Alleged Tax Cheat Wants to Use Indiana Religious Freedom Law as Defense
An Indiana man is in hot water with state tax officials over his alleged failure to pay a thousand dollars in state income tax. However, what makes this particular case interesting is the alleged tax cheat’s attempt to use rather unique defense that a newly enacted law can be used to protect him from what he sees as undue liability.
The Washington Post reports the alleged tax-cheat, Rodney Tyms-Bey, is attempting to argue that he cannot be found guilty of tax of evasion because he is protected under Indiana’s Religious Freedom Restoration Act.

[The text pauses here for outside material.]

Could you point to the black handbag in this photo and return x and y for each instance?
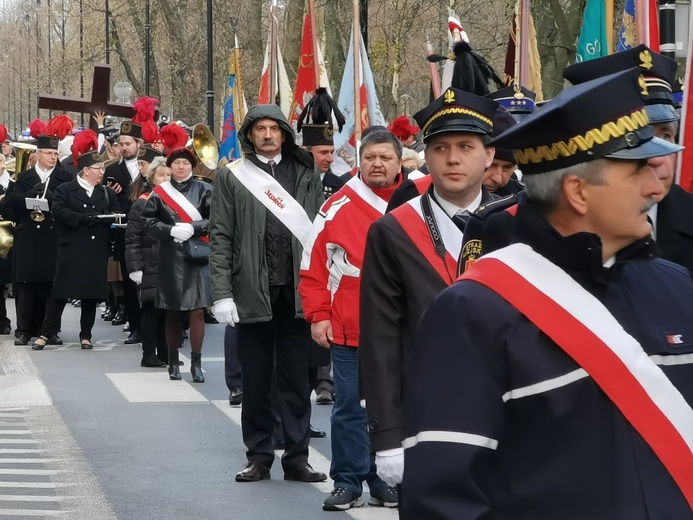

In 2015, Indiana Governor (and now VP-elect) Mike Pence signed the Religious Freedom Restoration Act that required the government to first prove a compelling interest before it intrudes on a citizen’s “sincerely held religious beliefs.”
Tyms-Bey argues the imposition of a mandatory income tax law violates his religious beliefs. Under his interpretation of the Religious Freedom Restoration Act, Tyms-Bey claims it can be used to protect him from prosecution However, when it came time to go to trial on the charges, a judge rejected Tyms-Bey’s interpretation on the law and prohibited the defense.
An appeal was immediately filed and the Indiana Court of Appeals heard oral argument on Monday.
Victoria Bailey, Tyms-Bey’s appellate lawyer, tried to further explain her client’s position during oral argument.
“Put another way, the Indiana General Assembly has decided that in certain circumstances, an individual’s right to exercise his religion is more important than the State of Indiana’s interest in enforcing its laws,” Bailey reportedly argued.
The Indiana Attorney General’s office countered Bailey’s argument by saying the “compelling government interest is that income tax funds the very existence of the government. It’s not that RFRA doesn’t apply. . . . It’s that no individual’s religious belief could ever prevail over a compelling government interest in the collection of income tax.”
The state also cited dozens of other cases in which courts ruled a person’s free exercise of religion does not trump the states interest in collecting taxes.